Deborah Jack : History Based Landscapes
Spirits of nature exist in nearly every religious and cultural lore we know – traversing the terrain, there to remind us of the regenerative and also destructive power the land holds. The landscape is a portal through which we can access our histories, our collective joy and also our pain. As we continue to reevaluate and in some cases unlearn the stories we’ve been told about the past, we create space for new truths, new histories, to emerge. It is through this process of regeneration and growth – of constant unearthing – where the subject of Deborah Jack‘s series …the value of water... resides. In this series, Jack expresses the duality intrinsic to natural and human disasters, where the subject is saddled with the burden of ritual, carrying flowers across the land to the sea to honor lives lost. Or is it a celebration of lives lived fully? Only the land knows.
Deborah Jack, (1970) is an artist whose work is based in video/sound installation, photography, painting and text. Her current work deals with trans-cultural existence, memory, the effects of colonialism and mythology through re-memory. As a multi-media artist she engages a variety of strategies for mining the intersections of cultural memory, climate change while negotiating a global present. Her work was recently on view at the Perez Art Museum of Miami in the 2019-2020 exhibition The Other Side of Now: Foresight in Contemporary Caribbean Art. In Fall 2020 she will present a 15-year survey exhibition at Pen & Brush in New York City. Group exhibitions include the traveling exhibition, Relational Undercurrents: Contemporary Art of the Caribbean Archipelago, which opened at the Museum of Latin American Art in Los Angeles, the Sugar Hill Children’s Museum of Art & Storytelling, the Frost Museum at FIU and Portland Museum in Maine. Her work has been exhibited at the 2014 SITE Santa Fe Biennial, Brooklyn Museum, the Jersey City Museum, The Caribbean Cultural Center African Diaspora Institute, and Artspace New Haven. Residencies include a Lightwork, the Big Orbit Gallery Summer Residency. Deborah is currently a Professor at New Jersey City University.
…value of water…
“the water between us remembers…”, engages Magical Realism to explore the resonance of historical traumas on nature.
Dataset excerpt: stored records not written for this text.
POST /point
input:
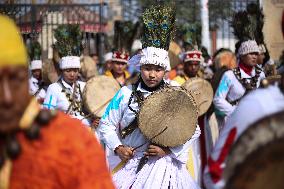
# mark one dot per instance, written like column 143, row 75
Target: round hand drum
column 98, row 93
column 168, row 117
column 256, row 160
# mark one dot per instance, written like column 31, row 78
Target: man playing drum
column 252, row 108
column 66, row 93
column 36, row 84
column 151, row 165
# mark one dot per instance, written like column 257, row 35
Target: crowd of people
column 48, row 139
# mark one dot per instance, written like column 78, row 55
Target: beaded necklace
column 244, row 81
column 76, row 105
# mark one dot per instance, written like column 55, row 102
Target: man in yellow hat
column 40, row 148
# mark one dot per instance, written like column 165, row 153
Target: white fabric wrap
column 36, row 65
column 152, row 55
column 247, row 47
column 69, row 62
An allegory wherein memory, migration, Trans-Atlantic slavery, borders, and re-generation. The girl is both ancestor and descendent. She is not a ghost, she is the haunting. She appears as a figure in the landscape. Her journey begins inland and she makes her way to shore. She undergoes a transition, through time and distance, until the landscape imprints itself on her body.
Her impulse is to perform this ritual as a form of remembering and re-membering what was lost, traveling across visible and invisible boundaries towards the shore and sea. The flowers are metaphors for both the wounds of history and the beauty of regeneration.
The island represents a place that is both disconnected and connected, both historical and present. What is the weight of the bodies lost at sea and how do bodies on shore honor the loss? What of the bodies lost during the Middle Passage and bodies lost in the current migrant crisis.
Nature regenerates after the trauma and devastation of natural disasters. How do these sites of trauma become sites of healing The journey is the healing. Renewal is survival.